Thanksgiving is my most favorite holiday, probably because I never know where I’ll be or who I’ll be with. Last year I caught the dreaded swine flu and couldn’t travel home as planned, and a friend’s family took me in. I had so much fun that this year I went back. Of course I do try to be with my own family on Thanksgiving, but when that doesn’t work out, the unexpected makes the holiday quite worthwhile.
Every year around this time I can’t help but remember Thanksgiving 2002. I was 21 and my parents were of the mind that I should travel every chance I got (why oh why didn’t I stay in school and my parents’ house forever?). A friend happened to be studying in Paris that year, so I bought an Nikon 35mm SLR, 10 rolls of black & white film, and forewent fall/winter shopping to help fund my trip (but OF COURSE I made up for my lack of new clothes there).

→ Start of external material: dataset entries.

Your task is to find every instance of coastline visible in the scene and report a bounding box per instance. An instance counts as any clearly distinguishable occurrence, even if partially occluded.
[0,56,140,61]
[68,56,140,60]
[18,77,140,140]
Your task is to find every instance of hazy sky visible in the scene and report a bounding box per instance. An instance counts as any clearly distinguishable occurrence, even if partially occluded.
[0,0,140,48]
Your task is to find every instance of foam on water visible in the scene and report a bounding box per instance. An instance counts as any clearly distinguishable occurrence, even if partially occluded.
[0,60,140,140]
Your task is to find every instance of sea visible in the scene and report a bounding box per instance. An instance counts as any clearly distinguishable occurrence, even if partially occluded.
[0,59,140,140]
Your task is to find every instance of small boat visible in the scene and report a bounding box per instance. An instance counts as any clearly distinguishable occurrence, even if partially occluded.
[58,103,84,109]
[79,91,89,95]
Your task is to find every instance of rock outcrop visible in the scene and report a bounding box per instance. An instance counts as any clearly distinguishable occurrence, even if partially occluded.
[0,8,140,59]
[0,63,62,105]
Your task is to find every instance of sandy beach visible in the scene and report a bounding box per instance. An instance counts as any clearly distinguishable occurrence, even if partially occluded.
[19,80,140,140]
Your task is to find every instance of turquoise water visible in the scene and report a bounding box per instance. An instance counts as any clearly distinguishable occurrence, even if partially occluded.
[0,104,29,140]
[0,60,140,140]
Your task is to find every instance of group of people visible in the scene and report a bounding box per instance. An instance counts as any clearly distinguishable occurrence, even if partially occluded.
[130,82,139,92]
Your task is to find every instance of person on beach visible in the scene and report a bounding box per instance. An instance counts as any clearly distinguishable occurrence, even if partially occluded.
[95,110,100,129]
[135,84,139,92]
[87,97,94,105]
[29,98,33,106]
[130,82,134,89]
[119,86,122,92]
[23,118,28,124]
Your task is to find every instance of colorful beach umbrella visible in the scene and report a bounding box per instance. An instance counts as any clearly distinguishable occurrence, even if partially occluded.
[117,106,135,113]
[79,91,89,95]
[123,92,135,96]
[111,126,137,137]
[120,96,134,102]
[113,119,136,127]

My friend had been placed with a mean old woman, so mid-semester she asked to be moved. The available family was, um, alternative but really, really great. I think their names were Jacques and Laurent, and on a trip to South Africa a few years before they found a new addition to the, er, family and brought him home with them. But because they were gay yuppies, they had a fantastic flat with three bedrooms and even a washer and dryer, unheard of in the city. Laurent even drove me to the airport on my way back home.
Don’t worry -- even though my place to stay was cushy, I had plenty of non-American experiences on a 4-day trip to Barcelona during the visit, complete with hostel, kidnapping (taken to a pub against our will), and a man who lived in a trashcan pulling on my friend’s hair on a bus.
But the most memorable part was Thanksgiving Day. Obviously Parisians don’t celebrate Thanksgiving, but the American students were determined to do it right. My friend got us an invite to one of her classmate’s flats, an old building with gorgeous French details everywhere. We were on the hook for a veggie, so I suggested making sweet potato casserole. Apparently Parisians don’t eat sweet potatoes. Or marshmallows. We had to go to a store called “Thanksgiving” (how sad is that) to find either. We ended up buying four sweet potatoes, a jar of Marshmallow Crème, and a package of brown sugar for around €30, which I think at the time was between $40 and $50. Between $40 and $50 for a small square Pyrex dish of sweet potatoes with Marshmallow Crème. Yah.
Worse than ours was the turkey, which the host provided. He ordered it four months prior, because that’s another thing Parisians don’t eat. When we arrived a couple of hours before dinner, the turkey was still in the oven. Someone had set out lox and baguettes, so we munched on that and drank wine while we waited. After four hours of this we realized we still hadn’t eaten the real food, but the host was waiting for the thermometer to pop out of the turkey. At 9:30 someone stuck a pie into the oven and asked if she could turn it on to heat up her dessert.
We all stopped talking. The oven. Wasn’t. On. So we poured more wine and piled our plates high with vegetables then ended up at an Indian restaurant.